How do I simply this equation further, in order to get the parameter I'm looking for?

40 Views Asked by At

I have a machine learning model. I want to find the critical point, at which the cost function converges. So I took it's derivative, set it equal to zero. I want to simplify it and find the optimal $w$.

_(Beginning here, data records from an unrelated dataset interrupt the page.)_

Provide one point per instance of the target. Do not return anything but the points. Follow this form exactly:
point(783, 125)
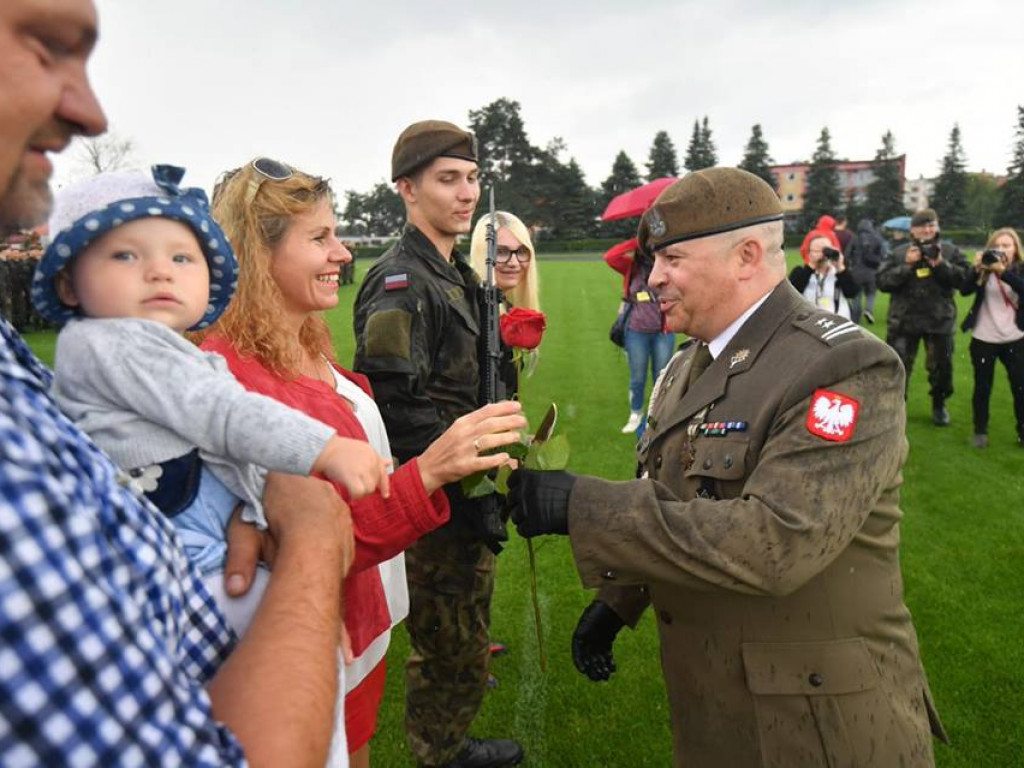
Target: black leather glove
point(539, 502)
point(487, 522)
point(482, 516)
point(592, 641)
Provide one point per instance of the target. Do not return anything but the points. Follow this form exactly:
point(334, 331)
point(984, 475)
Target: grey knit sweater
point(145, 395)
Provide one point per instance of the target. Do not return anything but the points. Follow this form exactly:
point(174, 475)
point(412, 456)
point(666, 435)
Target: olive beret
point(924, 216)
point(421, 142)
point(708, 202)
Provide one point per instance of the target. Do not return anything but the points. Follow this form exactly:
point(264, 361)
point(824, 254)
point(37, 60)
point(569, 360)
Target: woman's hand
point(355, 465)
point(457, 453)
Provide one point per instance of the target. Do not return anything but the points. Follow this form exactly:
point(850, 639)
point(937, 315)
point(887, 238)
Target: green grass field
point(963, 563)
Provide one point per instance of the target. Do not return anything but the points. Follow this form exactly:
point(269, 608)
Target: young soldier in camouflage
point(417, 328)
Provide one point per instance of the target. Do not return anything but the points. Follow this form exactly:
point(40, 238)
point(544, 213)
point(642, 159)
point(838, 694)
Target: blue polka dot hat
point(86, 211)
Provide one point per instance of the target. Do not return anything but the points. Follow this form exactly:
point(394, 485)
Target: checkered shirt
point(107, 633)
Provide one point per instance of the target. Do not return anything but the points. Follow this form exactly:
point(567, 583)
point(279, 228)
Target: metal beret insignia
point(655, 223)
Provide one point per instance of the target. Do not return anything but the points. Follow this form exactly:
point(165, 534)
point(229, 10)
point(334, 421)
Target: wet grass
point(963, 558)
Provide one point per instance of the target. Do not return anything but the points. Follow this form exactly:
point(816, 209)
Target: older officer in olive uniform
point(923, 276)
point(417, 328)
point(765, 526)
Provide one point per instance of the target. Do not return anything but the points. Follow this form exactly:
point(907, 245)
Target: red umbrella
point(635, 202)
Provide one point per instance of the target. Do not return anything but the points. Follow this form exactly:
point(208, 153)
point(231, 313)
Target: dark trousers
point(938, 360)
point(983, 357)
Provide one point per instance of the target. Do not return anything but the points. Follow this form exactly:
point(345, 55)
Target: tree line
point(547, 188)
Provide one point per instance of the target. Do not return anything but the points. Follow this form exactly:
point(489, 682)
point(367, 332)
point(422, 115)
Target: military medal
point(719, 428)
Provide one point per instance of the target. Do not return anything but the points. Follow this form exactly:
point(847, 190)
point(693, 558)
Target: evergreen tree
point(756, 158)
point(1011, 208)
point(663, 161)
point(624, 177)
point(694, 153)
point(949, 198)
point(885, 193)
point(379, 212)
point(822, 196)
point(508, 161)
point(708, 150)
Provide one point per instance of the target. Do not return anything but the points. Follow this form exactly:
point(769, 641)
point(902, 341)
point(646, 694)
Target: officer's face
point(695, 283)
point(442, 197)
point(306, 263)
point(45, 97)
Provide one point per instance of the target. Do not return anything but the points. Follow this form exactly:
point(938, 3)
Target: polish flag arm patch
point(832, 416)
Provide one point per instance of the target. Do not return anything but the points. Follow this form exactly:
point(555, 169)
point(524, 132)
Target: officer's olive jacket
point(417, 323)
point(922, 296)
point(778, 596)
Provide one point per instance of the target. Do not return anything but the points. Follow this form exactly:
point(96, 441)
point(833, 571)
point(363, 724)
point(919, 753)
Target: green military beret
point(705, 203)
point(924, 216)
point(423, 141)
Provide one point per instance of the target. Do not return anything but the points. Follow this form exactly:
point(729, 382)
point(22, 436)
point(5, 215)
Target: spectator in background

This is what I've done so far.

The equation is: $$\frac{\partial L}{\partial w} = -\frac{2}{n}\sum_{i=1}^n x_i (y_i - x_i^T w) = 0$$

Solving step by step like this:

multiply both sides

$$\frac{2}{n}\sum_{i=1}^n x_i (y_i - x_i^T w) = 0 * \frac{n}{2}$$

$$\sum_{i=1}^n x_i y_i - \sum_{i=1}^n x_i x_i^T w= 0$$

$$\sum_{i=1}^n x_i y_i = \sum_{i=1}^n x_i x_i^T w$$

$w$ becomes a row vector to preserve the right orientation, so I transposed it:

$$\sum_{i=1}^n y_ix_i = w^T(\sum_{i=1}^n x_i x_i^T)$$

And this is where I stopped. How do I simplify it more, in order to get the $w$ ? Please I also need some explenations of the steps you provide, in order for me to understand and put the pieces together.

EDIT:

I multiplied both sides by the equation $(\sum_{i=1}^n x_i x_i^T)^{-1}$, so we get $$(\sum_{i=1}^n x_i x_i^T)^{-1} \sum_{i=1}^n y_ix_i = w^T(\sum_{i=1}^n x_i x_i^T)(\sum_{i=1}^n x_i x_i^T)^{-1}$$

So now how do I get $w$? thanks!